Ce n'est qu'aujourd'hui que je me suis attaqué aux cartons alignés dans le couloir d'entrée et qui contenaient toutes les photos encadrées, lithographies, peintures, dessins, affiches, collages... Et c'est une joie que de revoir chaque œuvre, me remémorer son auteur quand je le connais, les circonstances de l'acquisition (achat, don, cadeau pour telle ou telle occasion). Ce que j'appelle l'œuvre au noir de Patrice Salsa, c'était un cadeau de l'auteur et néanmoins ami, pour mes 48 ans où j'avais fait une grande fête dans l'île de Migneaux à Poissy chez mes amis Marc Uguen et Gérard Marot. Les photos de musiciens de jazz de Jean-Marc Birraux, c'est lui qui me les a offertes à la fin de l'exposition que j'avais organisée à la Discothèque des Halles à Paris. J'ai une gravure sur linoleum dédicacée par Marion Brown en 1990 que j'allais souvent écouter au théâtre Dunois mais je ne me souviens plus des circonstances. La peinture de Nicolas d'Hautefeuille, je la lui ai achetée à son domicile à Bordeaux quand j'ai fait sa connaissance par l'intermédiaire de son cousin Antoine. J'ai aussi une bannière (toile peinte non tendue) d'Yves Olry que j'ai dû acquérir à la fin des années 70 quand j'habitais Givors. Je n'ai pas encore déballé toutes les affiches mais l'une de mes préférées qui est contrecollée sur bois est l'affiche de la Dispute de Marivaux mise en scène de Patrice Chéreau au TNP de Villeurbanne. Quand je vois cette affiche, je revois la pièce, j'entends la musique de Mozart qui servait de musique de scène. Je vais aussi apprendre à vivre avec les œuvres les plus récentes offertes pour mon départ en retraite.

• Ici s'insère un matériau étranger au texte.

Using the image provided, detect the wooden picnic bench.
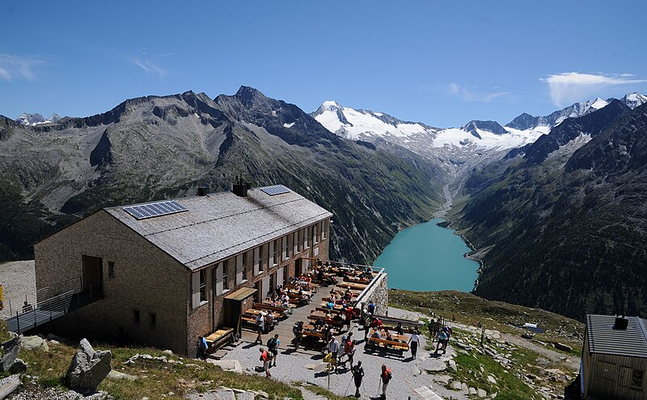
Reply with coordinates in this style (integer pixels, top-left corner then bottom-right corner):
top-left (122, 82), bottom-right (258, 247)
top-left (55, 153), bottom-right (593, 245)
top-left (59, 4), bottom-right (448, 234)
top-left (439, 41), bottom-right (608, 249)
top-left (364, 337), bottom-right (409, 357)
top-left (253, 303), bottom-right (288, 318)
top-left (204, 327), bottom-right (234, 353)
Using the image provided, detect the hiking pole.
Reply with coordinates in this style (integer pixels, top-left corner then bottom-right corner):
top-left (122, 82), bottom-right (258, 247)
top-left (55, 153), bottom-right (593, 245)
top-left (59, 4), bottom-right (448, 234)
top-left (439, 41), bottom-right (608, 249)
top-left (344, 376), bottom-right (353, 397)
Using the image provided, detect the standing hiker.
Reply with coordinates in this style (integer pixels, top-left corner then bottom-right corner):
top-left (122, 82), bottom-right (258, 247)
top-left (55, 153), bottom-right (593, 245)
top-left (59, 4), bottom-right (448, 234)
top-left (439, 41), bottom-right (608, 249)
top-left (254, 312), bottom-right (265, 344)
top-left (409, 329), bottom-right (420, 360)
top-left (267, 333), bottom-right (281, 367)
top-left (258, 347), bottom-right (272, 378)
top-left (351, 361), bottom-right (364, 398)
top-left (380, 364), bottom-right (393, 400)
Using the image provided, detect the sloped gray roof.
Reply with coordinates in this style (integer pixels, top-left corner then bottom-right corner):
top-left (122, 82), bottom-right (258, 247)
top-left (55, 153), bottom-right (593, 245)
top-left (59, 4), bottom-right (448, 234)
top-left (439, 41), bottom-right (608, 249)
top-left (104, 189), bottom-right (332, 270)
top-left (586, 314), bottom-right (647, 358)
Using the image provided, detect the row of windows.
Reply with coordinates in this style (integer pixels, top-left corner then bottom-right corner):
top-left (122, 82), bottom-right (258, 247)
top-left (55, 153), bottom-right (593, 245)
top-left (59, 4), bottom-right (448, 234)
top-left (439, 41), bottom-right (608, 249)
top-left (192, 221), bottom-right (327, 308)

En une matinée, je n'ai pas eu le temps de tout accrocher, mais j'ai choisi les emplacements de chaque œuvre et je ressens beaucoup d'émotions à la vue de chacune d'entre elles. L'aspect de mon appartement est déjà complètement changé. Les grands murs tout blanc disparaissent ou font ressortir les taches de couleur, soulignent les gris et les noirs. Je remarque que j'ai peu d'œuvres très colorées, il y a beaucoup de noir et blanc, ce qui est banal pour la photographie, mais aussi beaucoup de gris et de noir dans les estampes.
Et je ne comprends pas comment j'ai pu vivre sans la présence quotidienne de l'art. Ceci est tare.